Akimo beobachtete misstrauisch wie die Hand weiter in der Höhle herumtastete, immer ungeduldiger werdend, bis sie sich schließlich zurückzog. Pippin wollte schon erleichtert ausatmen, als ein anderer Arm in die Höhle fuhr; doch auch er war nicht lang genug, um bis zu ihnen zu gelangen.
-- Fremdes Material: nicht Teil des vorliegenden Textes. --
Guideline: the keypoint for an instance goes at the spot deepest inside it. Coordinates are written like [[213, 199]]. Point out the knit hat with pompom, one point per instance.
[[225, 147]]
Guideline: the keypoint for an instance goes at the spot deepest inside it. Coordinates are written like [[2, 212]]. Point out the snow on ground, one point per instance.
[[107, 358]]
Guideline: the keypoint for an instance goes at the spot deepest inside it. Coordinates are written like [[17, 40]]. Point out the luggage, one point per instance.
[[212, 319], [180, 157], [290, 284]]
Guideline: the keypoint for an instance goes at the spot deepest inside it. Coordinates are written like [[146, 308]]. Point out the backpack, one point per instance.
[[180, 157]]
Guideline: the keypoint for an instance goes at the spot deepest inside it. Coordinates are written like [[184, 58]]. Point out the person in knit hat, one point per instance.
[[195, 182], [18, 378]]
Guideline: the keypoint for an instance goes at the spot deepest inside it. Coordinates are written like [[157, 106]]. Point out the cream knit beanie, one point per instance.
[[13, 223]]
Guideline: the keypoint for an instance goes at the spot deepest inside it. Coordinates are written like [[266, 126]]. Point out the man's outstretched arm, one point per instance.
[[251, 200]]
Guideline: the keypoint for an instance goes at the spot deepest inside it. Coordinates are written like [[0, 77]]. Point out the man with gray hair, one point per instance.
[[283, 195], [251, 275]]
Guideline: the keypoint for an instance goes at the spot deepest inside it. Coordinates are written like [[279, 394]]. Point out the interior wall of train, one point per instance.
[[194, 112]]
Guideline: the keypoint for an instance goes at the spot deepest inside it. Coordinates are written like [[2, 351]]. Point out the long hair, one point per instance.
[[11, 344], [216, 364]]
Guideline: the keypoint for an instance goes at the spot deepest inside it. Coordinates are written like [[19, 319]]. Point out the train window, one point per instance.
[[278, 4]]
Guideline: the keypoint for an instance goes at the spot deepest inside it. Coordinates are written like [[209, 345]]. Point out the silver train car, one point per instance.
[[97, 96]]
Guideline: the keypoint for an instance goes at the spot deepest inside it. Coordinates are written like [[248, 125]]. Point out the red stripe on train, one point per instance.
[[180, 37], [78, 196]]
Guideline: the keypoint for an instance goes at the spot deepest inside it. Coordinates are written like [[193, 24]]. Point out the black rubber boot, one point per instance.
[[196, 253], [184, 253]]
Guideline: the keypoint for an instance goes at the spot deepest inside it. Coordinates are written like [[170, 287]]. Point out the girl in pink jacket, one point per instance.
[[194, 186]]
„Gut", sagte Akimo schließlich. „Dann werden wir uns jetzt ausruhen und warten." Er ließ sich in der Nähe von Legolas nieder, wagte es aber nicht seinen Säbel aus der Hand zu legen oder die nun rasch wechselnden Arme der Trolle, die in der Höhle herumtasteten, aus den Augen zu lassen und irgendwie empfand Pippin das als beruhigend. Obwohl er wusste, dass er sich auf Legolas' Aussagen immer verlassen konnte, fühlte er sich doch bei der Vorstellung, dass zwei bewaffnete Männer den Höhleneingang bewachten, erheblich wohler. Er seufzte leise und zog seine Beine an seinen Körper um sie mit den Armen zu umschlingen und seinen Kopf auf die Knie zu stützen. Schlafen würde er in der Kälte dieser Höhle und dem Wissen, dass draußen hungrige Trolle auf ihn warteten, bestimmt nicht können. Dennoch schloss er die Augen. Ein Feuer würden sie hier drinnen nicht machen können, also würde er versuchen sich den Rest dieser Nacht mit wärmenden Gedanken zu befassen – Gedanken an seine Heimat – das blühende Auenland – an eine baldige Flucht, an ein Wiedersehen mit all seinen guten Freunden, und vor allen Dingen an Merry. Ein kleines, zufriedenes Lächeln erschien auf seinen Lippen. Ja, Merry war ihnen gewiss schon auf den Fersen. Bald schon würden sie sich wiedersehen.